I myself did try to run buildkit in a Lambda as I think that would be low cost option. But I found it you couldn't make gRPC calls against a lambda and that is a hard requirement for us.

Some of the reason we went with EC2 over something like ECS is that we would need to run the container in privileged mode for some of our features to work. We also considered options like gVisor, but ultimately the EC2 route was a simple enough implementation that made it easy to manage the user's cache volumes, etc. We're also hoping to use Firecracker VMs in the near future.

Are you concerned about AWS launching a competing service if you get significant traction?

This is an interesting question. Originally we were and had a BSL license. We changed our mind on that and went with a mozzila public license though.

Remote Code Execution as a Service (AKA sandboxing distributed executable code remotely) -- is a brilliant business idea in my opinion, but IF AND ONLY IF such code execution can be guaranteed secure on end user's machines -- and my thoughts are that given all of the (lack of) security related issues that we read about in this day and age -- that it would be difficult, bordering on impossible, to create, much less rigorously prove such a security guarantee...

Still, if one were to attempt this exercise -- one path might be via extremely small emulated instruction set in an extremely tiny and open source (much easier to audit by end users) virtual machine where the emulated instruction set is NOT the same as the one on the host machine (i.e., RISC-V emulated instructions on x86 or ARM host...).

Would such an emulator be slower than native host execution?

Probably, possibly many times slower...

But, what might be lost in speed -- might be made up for in the ability to audit (at least better) for security concerns...

So in summation, is it a good idea?

Possibly -- but it needs that extra rigorous security guarantee which is very difficult to get exactly right in this day and age...

Also -- supposing that this business model was completely viable from a security perspective -- the next step to building such a system might be to build an auction site for CPU cycles (or compute ability/compute time) -- sort of like an "EBay for highly distributed but sandboxed code execution" (clients bid on renting compute resources, end users bid on selling theirs) which would be an interesting business model, IMHO...

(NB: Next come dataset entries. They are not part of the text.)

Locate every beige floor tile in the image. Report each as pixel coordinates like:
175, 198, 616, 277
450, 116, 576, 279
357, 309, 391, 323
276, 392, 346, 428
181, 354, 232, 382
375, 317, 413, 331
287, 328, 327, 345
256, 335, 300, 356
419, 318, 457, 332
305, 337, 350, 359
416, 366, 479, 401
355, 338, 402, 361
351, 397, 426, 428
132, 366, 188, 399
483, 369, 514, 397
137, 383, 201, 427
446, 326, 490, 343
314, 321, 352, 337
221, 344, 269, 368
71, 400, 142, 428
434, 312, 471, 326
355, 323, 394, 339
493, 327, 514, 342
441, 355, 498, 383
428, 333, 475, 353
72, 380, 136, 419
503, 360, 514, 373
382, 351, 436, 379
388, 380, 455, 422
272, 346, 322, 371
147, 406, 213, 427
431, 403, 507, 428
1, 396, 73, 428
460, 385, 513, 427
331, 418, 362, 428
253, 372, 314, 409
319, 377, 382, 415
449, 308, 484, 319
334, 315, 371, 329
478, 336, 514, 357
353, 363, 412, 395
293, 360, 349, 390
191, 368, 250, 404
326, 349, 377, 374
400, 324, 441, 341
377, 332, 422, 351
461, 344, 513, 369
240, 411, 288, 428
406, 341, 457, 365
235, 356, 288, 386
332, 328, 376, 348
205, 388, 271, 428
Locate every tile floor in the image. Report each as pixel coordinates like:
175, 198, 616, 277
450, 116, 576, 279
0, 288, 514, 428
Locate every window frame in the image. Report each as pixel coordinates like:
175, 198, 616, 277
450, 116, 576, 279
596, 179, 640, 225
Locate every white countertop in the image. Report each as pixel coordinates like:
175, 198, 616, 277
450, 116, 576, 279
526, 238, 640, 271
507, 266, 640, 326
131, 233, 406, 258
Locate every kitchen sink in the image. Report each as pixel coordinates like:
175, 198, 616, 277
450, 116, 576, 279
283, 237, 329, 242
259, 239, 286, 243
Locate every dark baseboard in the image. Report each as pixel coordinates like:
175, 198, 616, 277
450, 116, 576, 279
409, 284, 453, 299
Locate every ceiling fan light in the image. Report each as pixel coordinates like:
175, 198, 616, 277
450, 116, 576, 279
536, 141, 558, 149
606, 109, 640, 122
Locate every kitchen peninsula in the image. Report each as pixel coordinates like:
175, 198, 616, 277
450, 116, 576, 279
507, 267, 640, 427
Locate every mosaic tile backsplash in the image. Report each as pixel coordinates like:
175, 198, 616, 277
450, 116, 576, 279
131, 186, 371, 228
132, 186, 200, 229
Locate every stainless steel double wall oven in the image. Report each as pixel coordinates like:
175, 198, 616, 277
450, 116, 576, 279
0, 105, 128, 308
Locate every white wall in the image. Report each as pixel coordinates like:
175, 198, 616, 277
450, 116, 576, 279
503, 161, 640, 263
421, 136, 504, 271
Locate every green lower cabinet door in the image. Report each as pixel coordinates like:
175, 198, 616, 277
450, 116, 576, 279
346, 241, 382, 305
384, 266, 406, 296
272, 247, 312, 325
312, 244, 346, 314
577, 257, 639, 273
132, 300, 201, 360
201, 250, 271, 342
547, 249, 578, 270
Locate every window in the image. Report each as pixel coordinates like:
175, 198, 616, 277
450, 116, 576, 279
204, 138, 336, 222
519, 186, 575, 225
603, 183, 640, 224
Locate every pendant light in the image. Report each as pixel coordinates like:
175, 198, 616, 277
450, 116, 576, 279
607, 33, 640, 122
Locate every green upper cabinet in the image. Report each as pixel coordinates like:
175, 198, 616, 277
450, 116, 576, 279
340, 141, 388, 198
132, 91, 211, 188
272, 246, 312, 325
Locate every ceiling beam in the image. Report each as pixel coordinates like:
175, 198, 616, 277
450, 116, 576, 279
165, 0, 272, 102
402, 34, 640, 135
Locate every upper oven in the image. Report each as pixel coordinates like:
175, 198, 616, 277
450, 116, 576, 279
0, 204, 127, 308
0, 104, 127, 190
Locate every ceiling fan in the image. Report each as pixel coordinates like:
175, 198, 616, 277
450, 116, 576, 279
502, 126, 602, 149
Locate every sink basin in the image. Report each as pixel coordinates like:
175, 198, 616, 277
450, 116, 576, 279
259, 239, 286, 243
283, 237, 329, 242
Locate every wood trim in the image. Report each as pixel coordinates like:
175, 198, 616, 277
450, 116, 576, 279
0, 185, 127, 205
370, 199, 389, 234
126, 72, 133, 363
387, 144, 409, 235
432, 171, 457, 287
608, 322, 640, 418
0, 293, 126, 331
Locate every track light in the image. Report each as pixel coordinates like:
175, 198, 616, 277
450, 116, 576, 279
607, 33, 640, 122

Related: SETI@home: https://en.wikipedia.org/wiki/SETI@home

> Also -- supposing that this business model was completely viable from a security perspective -- the next step to building such a system might be to build an auction site for CPU cycles (or compute ability/compute time) -- sort of like an "EBay for highly distributed but sandboxed code execution" (clients bid on renting compute resources, end users bid on selling theirs) which would be an interesting business model, IMHO...

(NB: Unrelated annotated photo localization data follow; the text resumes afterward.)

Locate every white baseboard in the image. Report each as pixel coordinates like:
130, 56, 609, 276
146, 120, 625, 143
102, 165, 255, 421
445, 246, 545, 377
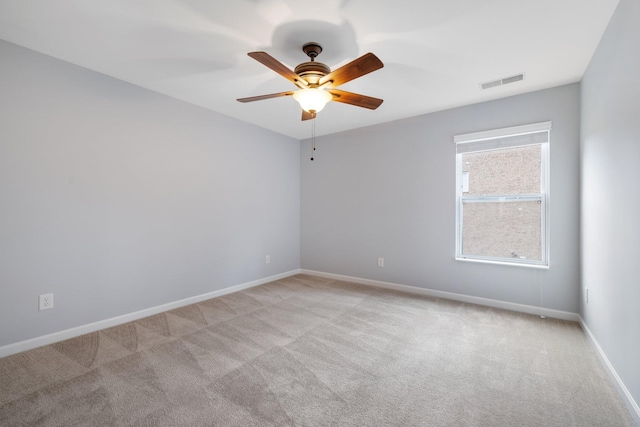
300, 269, 580, 322
0, 269, 301, 358
579, 316, 640, 424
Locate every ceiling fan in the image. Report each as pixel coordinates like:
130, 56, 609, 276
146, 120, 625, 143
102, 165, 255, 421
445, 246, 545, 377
237, 42, 384, 120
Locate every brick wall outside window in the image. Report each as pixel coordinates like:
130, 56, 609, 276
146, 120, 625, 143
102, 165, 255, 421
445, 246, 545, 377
461, 145, 542, 261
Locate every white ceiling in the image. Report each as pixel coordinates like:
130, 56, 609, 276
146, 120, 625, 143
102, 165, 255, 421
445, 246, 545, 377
0, 0, 619, 140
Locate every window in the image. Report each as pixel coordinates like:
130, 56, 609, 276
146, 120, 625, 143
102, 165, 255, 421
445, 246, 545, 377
455, 122, 550, 267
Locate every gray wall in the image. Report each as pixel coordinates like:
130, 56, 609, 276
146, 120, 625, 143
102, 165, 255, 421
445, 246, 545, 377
0, 40, 300, 347
301, 84, 581, 313
581, 0, 640, 416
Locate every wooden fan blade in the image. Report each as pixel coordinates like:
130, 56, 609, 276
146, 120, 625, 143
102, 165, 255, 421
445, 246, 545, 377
237, 91, 294, 103
301, 110, 316, 121
328, 89, 383, 110
247, 52, 307, 88
319, 53, 383, 88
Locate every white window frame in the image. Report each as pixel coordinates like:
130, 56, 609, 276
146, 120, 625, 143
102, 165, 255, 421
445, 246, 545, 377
454, 122, 551, 268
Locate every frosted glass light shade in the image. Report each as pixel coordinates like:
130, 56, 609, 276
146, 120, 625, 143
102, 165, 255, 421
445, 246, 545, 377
293, 88, 332, 113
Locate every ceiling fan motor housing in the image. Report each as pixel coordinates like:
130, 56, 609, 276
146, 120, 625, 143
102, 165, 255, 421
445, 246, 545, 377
295, 61, 330, 85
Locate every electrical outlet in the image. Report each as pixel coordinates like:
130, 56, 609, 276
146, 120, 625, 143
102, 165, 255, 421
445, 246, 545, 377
265, 255, 271, 264
377, 257, 384, 267
39, 293, 54, 311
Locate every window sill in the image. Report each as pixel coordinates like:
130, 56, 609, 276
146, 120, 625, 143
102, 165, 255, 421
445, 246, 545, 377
455, 257, 549, 269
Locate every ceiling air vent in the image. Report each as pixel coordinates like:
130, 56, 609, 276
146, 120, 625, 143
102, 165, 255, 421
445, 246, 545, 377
481, 73, 524, 90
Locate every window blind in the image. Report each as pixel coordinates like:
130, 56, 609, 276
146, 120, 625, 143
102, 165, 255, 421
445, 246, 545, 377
454, 121, 551, 154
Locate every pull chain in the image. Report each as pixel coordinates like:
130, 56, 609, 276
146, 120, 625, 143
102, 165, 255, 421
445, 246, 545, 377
310, 116, 316, 161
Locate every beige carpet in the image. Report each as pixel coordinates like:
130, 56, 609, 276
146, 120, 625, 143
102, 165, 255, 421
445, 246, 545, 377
0, 274, 635, 426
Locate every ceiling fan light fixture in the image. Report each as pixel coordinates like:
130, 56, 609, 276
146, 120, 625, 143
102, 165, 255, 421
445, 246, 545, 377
293, 88, 332, 113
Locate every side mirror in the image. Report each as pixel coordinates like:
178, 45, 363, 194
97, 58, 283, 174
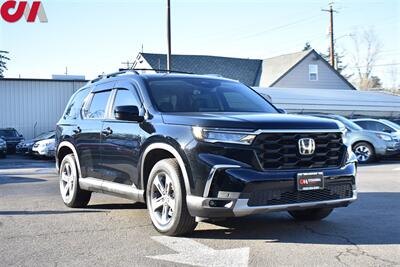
114, 105, 144, 122
277, 108, 287, 114
383, 129, 392, 133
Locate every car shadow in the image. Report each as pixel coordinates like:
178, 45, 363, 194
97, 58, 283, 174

In Commonwealth saga from Peter F. Hamilton, people have access to nearby computing nodes like we have currently to free wifi, for accelerating any tasks they would need (like personal assistants, called e-butlers). That's not 100% secure and is sometimes used for nefarious purposes (and plot devices), but it's just accepted as a nuisance like other things that can be weaponised in our own reality (like cars).

I also allow remote code execution, though interactively [0]. Though I'm not using any VMs or anything like that for isolation.

Note: All the interesting stuff is in /opt/appfs

[0] https://rkeene.dev/js-repl/?arg=bash

Reminds me of the time in 2016 when I added a single line to one of our internal node modules to demonstrate how you can take over our entire Mesos cluster with a single compromised dependency.

Spawned a program on every single node that wrote "yes" into the file /etc/am_i_compromised..

You should try LXD containers. They are secured by default and very fast to spin up down. Can also snapshot

Aren’t servers remote execution services?

You mean a VPS? Yes. An HTTP server, no. At least not by default / design.